Reputation: 482
I want to parse the read.table()
function to a list of .txt files. These files are in my current directory.
my.txt.list <-
list("subject_test.txt", "subject_train.txt", "X_test.txt", "X_train.txt")
Before applying read.table()
to elements of this list, I want to check if the dt has not been already computed and is in a cache directory. dt from cache directory are already in my environment()
, in form of file_name.dt
R> ls()
"subject_test.dt" "subject_train.dt"
In this example, I only want to compute "X_test.txt" and "X_train.txt". I wrote a small function to test if dt has already been cached and apply read.table()
in case not.
my.rt <- function(x,...){
# apply read.table to txt files if data table is not already cached
# x is a character vector
y <- strsplit(x,'.txt')
y <- paste(y,'.dt',sep = '')
if (y %in% ls() == FALSE){
rt <- read.table(x, header = F, sep = "", dec = '.')
}
}
This function works if I take one element this way :
subject_test.dt <- my.rt('subject_test.txt')
Now I want to sapply
to my files list this way:
my.res <- saply(my.txt.list,my.rt)
I have my.res
as a list of df, but the issue is the function compute all files and does take into account already computed files.
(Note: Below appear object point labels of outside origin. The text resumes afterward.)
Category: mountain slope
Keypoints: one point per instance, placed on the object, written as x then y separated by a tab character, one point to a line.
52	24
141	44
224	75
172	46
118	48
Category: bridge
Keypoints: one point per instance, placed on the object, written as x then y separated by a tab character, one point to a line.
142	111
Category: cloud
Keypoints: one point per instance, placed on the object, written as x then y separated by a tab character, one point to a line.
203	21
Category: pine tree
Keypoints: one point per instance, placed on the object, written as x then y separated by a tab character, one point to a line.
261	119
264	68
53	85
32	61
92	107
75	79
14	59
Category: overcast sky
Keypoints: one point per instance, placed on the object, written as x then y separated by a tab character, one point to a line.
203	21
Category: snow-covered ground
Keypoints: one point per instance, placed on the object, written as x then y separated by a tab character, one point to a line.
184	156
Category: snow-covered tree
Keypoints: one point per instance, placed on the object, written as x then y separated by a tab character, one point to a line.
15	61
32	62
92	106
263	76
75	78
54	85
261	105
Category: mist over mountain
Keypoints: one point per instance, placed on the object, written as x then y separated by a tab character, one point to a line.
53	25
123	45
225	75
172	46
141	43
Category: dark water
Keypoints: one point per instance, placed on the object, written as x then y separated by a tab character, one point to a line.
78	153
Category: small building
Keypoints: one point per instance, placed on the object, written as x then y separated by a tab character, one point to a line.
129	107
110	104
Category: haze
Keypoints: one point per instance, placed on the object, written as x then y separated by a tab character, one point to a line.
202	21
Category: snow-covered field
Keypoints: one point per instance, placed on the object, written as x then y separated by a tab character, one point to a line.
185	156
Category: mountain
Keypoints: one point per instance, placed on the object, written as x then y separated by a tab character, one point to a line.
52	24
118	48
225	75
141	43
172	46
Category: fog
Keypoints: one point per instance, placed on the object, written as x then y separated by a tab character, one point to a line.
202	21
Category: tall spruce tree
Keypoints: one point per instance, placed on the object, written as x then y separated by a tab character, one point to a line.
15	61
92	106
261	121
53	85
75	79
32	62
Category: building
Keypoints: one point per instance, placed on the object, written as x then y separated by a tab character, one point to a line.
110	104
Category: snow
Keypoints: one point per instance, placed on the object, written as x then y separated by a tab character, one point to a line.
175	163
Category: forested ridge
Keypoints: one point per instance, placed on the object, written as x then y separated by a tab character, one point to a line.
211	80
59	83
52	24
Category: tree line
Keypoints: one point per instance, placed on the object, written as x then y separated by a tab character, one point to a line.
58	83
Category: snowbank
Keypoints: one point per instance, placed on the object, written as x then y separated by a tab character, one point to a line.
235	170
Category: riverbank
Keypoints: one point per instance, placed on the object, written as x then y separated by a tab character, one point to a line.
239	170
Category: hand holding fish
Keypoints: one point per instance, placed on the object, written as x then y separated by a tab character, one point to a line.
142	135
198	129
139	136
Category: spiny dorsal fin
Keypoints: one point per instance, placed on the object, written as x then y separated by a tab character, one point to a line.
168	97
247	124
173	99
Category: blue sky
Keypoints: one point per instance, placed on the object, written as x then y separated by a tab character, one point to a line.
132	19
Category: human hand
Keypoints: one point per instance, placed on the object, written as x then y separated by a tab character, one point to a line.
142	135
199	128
I must be missing something, but I can't see why.
TY for suggestions.
Upvotes: 0
Views: 459
Reputation: 1143
I think it has to do with the use of strsplit
in your example. strsplit
returns a list.
What about this?
my.txt.files <- c("subject_test.txt", "subject_train.txt", "X_test.txt", "X_train.txt")
> ls()
[1] "subject_test.dt" "subject_train.dt"
my.rt <- function(x){
y <- gsub(".txt", ".dt", x, fixed = T)
if (!(y %in% ls())) {
read.table(x, header = F, sep = "", dec = '.') }
}
my.res <- sapply(my.txt.files, FUN = my.rt)
Note that I'm replacing .txt with .dt and I'm doing a "not in". You will get NULL
entries in the result list if a file is not processed.
This is untested, but I think it should work...
Upvotes: 1